Let me explain the idea of Markov chain Monte Carlo (MCMC) methods using a very simple example. Consider estimating the age of this girl celebrating her birthday. We have two kinds of information about her age: measurement data and a priori knowledge

This picture shows the measurement information, namely a blurred image of the birthday cake with one candle for each year of the girl's age.

We cannot see the number of candles clearly, so we model our data using probabilities.

The a prior knowledge about the girl's age comes from her drawing getting published.

This is statistical information about the ages of cover artists in this children's magazine.

The Bayes formula tells us to multiply together the two probability distributions we have, resulting in a posterior probability distribution combining the two kinds of information we have.

Now we can compute the expectation, or conditional mean, of this probability distribution as a weighted average.

We can compute the conditional mean estimate using an MCMC sampling algorithm. Of course, in this simple example it is silly because we can very easily calculate that number as a weighted average of a few given numbers. However, the use of MCMC becomes a necessity when the variables take values in a high-dimensional Euclidean space where integration quadratures are ineffective because of the curse of dimensionality.

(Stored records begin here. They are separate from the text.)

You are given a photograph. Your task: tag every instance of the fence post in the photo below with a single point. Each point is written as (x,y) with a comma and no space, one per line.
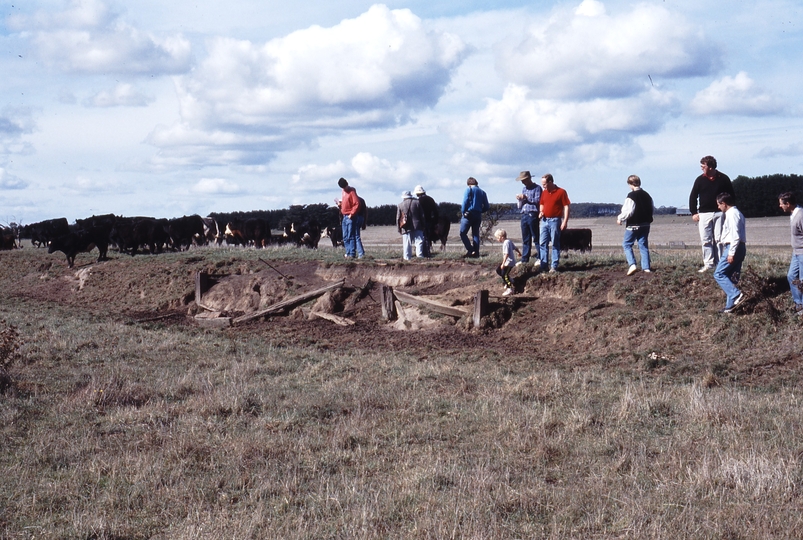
(480,307)
(388,307)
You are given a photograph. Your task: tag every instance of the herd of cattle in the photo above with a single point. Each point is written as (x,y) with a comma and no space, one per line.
(132,234)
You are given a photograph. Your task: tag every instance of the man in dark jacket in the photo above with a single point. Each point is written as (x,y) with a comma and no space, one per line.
(707,215)
(475,203)
(410,223)
(637,217)
(430,209)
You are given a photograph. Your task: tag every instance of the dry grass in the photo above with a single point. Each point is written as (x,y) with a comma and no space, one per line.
(115,431)
(125,432)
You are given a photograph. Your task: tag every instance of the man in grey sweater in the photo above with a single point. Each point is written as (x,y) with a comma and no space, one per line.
(789,205)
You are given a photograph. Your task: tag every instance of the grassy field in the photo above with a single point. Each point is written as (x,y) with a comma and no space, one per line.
(125,431)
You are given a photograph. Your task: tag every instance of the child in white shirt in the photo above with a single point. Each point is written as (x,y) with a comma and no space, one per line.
(508,260)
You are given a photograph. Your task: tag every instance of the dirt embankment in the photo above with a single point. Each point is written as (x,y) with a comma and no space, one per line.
(587,315)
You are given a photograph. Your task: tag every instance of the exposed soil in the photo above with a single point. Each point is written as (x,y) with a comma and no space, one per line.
(589,315)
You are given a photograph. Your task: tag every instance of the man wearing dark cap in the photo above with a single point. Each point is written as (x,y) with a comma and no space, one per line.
(475,202)
(709,219)
(528,201)
(350,209)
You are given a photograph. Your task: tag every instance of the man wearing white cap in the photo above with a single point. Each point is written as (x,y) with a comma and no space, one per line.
(430,209)
(410,223)
(528,201)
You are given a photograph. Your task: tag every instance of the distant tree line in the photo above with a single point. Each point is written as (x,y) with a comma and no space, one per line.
(325,215)
(589,210)
(385,214)
(758,196)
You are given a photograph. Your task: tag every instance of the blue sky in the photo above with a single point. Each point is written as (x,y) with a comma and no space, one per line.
(173,108)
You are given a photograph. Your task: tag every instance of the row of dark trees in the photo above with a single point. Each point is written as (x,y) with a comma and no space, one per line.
(325,215)
(758,196)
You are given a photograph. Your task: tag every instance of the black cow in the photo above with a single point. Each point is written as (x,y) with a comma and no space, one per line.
(98,229)
(151,232)
(212,232)
(71,244)
(185,231)
(306,234)
(442,231)
(575,239)
(131,233)
(42,232)
(8,238)
(254,231)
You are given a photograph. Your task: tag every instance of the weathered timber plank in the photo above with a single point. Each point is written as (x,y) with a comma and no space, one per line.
(290,302)
(430,304)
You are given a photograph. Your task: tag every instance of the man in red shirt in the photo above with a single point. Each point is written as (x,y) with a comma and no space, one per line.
(352,220)
(554,215)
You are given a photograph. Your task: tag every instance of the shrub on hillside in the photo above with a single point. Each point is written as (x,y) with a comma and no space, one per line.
(9,350)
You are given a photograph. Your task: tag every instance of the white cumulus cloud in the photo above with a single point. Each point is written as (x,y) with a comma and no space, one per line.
(216,186)
(88,37)
(9,181)
(738,95)
(363,171)
(372,71)
(15,122)
(520,124)
(588,53)
(122,95)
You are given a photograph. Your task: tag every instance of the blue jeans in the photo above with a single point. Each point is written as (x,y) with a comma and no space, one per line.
(529,234)
(357,223)
(410,239)
(727,274)
(795,274)
(349,239)
(639,234)
(550,234)
(473,221)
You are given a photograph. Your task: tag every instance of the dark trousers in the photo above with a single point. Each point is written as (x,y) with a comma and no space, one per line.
(529,234)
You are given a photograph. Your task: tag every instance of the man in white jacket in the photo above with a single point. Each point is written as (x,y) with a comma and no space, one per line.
(788,204)
(733,252)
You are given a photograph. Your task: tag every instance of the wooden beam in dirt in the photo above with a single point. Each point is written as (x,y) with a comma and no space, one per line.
(388,307)
(430,304)
(480,307)
(290,302)
(342,321)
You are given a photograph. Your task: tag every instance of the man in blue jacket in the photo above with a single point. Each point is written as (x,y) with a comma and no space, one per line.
(475,202)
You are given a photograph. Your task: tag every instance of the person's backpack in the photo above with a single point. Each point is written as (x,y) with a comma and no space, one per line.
(404,222)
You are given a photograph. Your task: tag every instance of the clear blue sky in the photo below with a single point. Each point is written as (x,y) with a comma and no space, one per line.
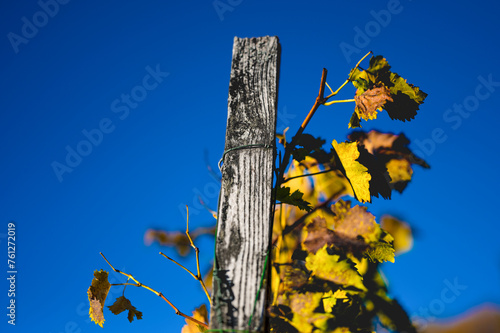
(71,72)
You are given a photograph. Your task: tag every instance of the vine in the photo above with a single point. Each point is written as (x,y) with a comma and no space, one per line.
(327,250)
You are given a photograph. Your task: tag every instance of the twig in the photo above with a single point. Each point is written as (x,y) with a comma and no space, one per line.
(308,175)
(348,79)
(138,284)
(198,276)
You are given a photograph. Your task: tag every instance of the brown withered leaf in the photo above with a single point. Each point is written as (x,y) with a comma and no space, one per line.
(401,231)
(121,304)
(371,101)
(295,278)
(97,293)
(392,151)
(319,235)
(200,314)
(355,221)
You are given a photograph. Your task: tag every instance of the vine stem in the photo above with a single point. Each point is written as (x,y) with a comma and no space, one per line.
(138,284)
(198,276)
(320,99)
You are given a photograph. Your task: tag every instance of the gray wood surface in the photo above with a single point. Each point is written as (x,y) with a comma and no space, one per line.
(245,205)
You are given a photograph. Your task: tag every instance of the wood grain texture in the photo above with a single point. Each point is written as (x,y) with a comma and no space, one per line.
(245,205)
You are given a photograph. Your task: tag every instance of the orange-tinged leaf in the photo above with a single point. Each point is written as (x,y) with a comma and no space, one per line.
(97,293)
(121,304)
(330,299)
(303,305)
(355,221)
(401,231)
(371,101)
(400,170)
(200,314)
(333,268)
(357,173)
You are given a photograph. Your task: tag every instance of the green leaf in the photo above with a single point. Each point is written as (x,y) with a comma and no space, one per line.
(380,252)
(355,221)
(404,98)
(121,304)
(295,199)
(341,271)
(358,174)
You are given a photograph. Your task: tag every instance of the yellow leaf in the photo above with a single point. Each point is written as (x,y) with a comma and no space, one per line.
(355,221)
(121,304)
(371,101)
(401,231)
(303,305)
(330,299)
(356,172)
(200,314)
(97,293)
(333,268)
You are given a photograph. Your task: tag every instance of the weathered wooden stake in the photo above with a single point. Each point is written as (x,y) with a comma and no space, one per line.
(245,205)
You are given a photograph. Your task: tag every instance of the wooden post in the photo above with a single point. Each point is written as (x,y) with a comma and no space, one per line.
(245,206)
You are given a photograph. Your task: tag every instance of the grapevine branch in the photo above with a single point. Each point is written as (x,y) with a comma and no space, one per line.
(320,100)
(198,276)
(138,284)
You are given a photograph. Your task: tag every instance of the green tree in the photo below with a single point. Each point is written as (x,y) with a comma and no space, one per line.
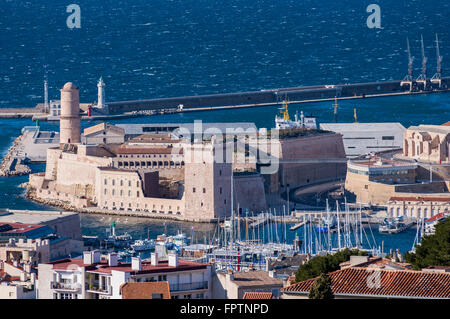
(325,264)
(434,250)
(321,288)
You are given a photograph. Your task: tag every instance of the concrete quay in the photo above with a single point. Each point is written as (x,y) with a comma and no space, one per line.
(31,195)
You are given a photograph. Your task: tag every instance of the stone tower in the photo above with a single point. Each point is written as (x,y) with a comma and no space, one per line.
(69,121)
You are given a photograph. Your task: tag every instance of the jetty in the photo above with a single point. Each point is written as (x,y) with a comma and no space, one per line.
(223,101)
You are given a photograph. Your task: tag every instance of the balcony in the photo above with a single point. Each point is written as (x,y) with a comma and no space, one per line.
(69,287)
(201,285)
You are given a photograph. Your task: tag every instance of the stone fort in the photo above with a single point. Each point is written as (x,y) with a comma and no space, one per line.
(160,174)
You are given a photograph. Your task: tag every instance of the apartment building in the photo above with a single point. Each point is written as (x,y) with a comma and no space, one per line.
(95,278)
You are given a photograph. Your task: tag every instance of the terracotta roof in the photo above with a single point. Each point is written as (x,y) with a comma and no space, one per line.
(148,150)
(357,281)
(258,295)
(420,199)
(145,290)
(147,267)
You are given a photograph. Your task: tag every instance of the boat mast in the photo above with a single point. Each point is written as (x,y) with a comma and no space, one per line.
(339,225)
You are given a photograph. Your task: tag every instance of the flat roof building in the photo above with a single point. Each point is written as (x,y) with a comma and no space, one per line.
(365,138)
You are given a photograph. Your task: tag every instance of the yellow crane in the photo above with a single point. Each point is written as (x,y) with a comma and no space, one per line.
(284,110)
(335,108)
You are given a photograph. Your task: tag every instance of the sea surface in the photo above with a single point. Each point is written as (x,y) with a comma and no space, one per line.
(163,48)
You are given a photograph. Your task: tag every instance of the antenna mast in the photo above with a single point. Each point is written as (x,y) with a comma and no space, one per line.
(46,108)
(437,76)
(408,79)
(423,76)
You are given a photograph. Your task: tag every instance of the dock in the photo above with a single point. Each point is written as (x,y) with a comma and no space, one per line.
(224,101)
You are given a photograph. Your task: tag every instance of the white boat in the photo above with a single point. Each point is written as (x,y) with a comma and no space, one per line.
(143,245)
(392,226)
(284,121)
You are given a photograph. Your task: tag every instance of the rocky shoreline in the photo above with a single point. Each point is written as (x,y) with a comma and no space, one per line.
(11,159)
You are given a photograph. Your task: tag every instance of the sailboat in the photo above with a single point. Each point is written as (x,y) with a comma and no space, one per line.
(284,121)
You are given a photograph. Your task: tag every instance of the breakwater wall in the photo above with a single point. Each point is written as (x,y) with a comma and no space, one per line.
(262,97)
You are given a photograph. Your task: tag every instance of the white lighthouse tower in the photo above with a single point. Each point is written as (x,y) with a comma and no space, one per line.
(101,104)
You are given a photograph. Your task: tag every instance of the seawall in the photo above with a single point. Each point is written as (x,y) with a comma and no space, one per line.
(269,97)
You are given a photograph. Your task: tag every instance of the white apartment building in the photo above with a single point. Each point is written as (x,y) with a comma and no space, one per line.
(96,278)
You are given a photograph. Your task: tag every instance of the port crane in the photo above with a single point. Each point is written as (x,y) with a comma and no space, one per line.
(408,79)
(437,76)
(422,78)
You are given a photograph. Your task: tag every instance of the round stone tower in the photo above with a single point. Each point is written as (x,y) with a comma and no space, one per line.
(69,121)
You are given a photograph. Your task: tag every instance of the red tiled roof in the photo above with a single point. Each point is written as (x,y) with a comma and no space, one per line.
(147,267)
(258,295)
(149,150)
(420,199)
(356,281)
(145,290)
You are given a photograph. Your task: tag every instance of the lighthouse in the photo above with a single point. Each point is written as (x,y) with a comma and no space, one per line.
(101,103)
(69,121)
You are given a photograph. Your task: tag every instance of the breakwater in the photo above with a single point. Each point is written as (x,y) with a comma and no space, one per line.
(271,97)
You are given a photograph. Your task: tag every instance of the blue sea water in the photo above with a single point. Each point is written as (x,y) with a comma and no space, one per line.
(163,48)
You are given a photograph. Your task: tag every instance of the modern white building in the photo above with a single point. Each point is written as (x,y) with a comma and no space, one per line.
(95,278)
(365,138)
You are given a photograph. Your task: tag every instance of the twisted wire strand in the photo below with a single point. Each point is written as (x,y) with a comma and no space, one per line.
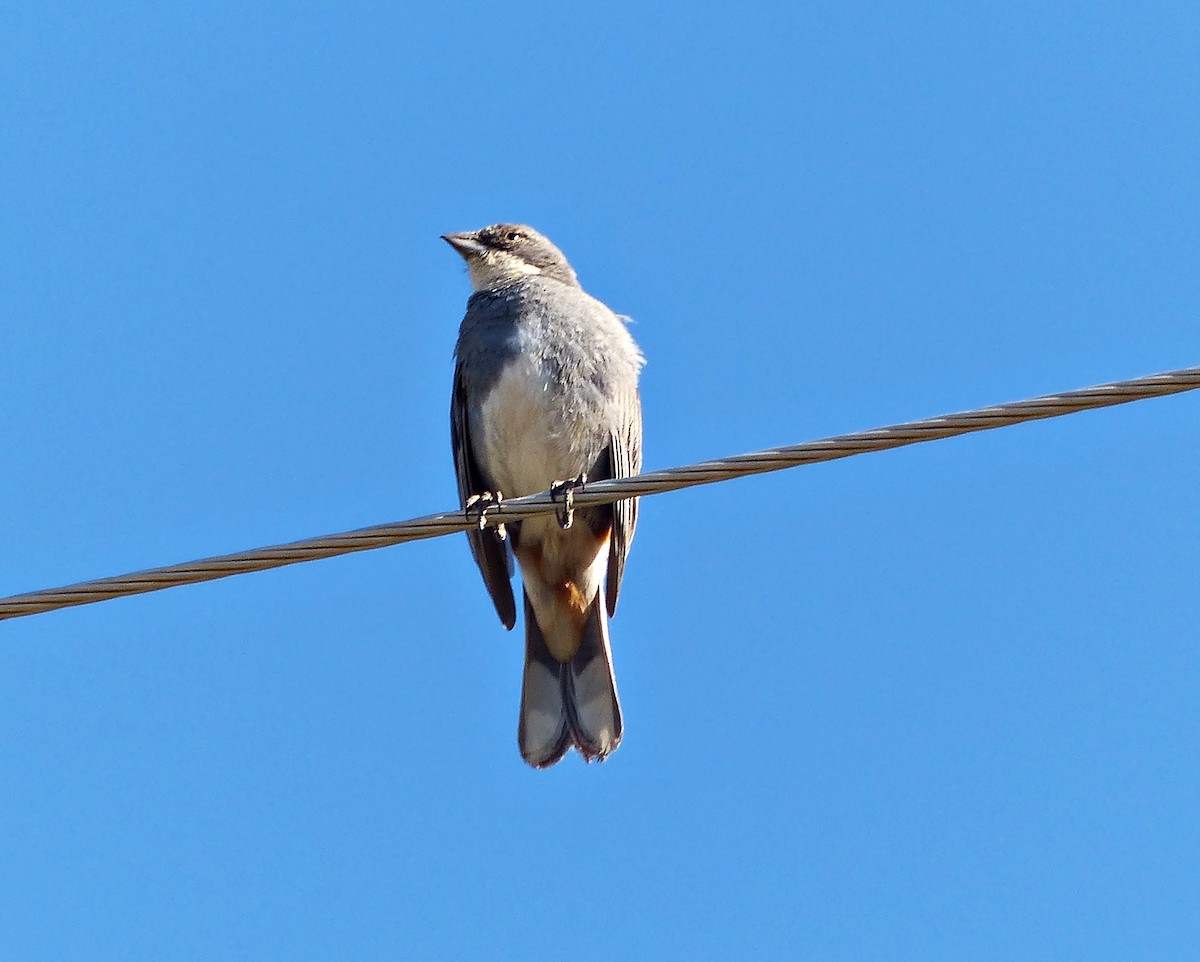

Start by creating a one-to-one correspondence between possible ages of the girl and the sides of a dice.

In the Metropolis-Hastings algorithm we describe, the process is started by choosing any initial member in the chain. In this case the initial member is one (corresponding to the age of 7 years).

Then we randomly pick a candidate for the next (here second) member in the chain by throwing the dice. If the posterior probability of the candidate is higher than that of the previous member, as is the case here, we accept the candidate.

After accepting the candidate for the second place in the chain, we throw the dice again to get a new candidate. Now the candidate has lower posterior probability than the previous member in the chain. Do we reject the candidate then? Well, not necessarily.

The beauty of the Metropolis-Hastings method is that we may still sometimes accept a candidate even if it is less probable than teh previous member in the chain. This is how it's done: compute the ratio of the posterior probabilities of the previous member and of the candidate. It is a number between zero and one. Draw a random number from the uniform probability distribution between zero and one. If the ratio is greater than the random number, accept the candidate. Otherwise, reject the candidate and repeat the previous member in the chain.

In this example, we ended up rejecting the candidate and repeating the second member in the chain so that it occupies both the second and third place. Then we draw the next random candidate by throwing the dice and continue.

The longer chain we compute, the better is our MCMC estimate for the conditional mean.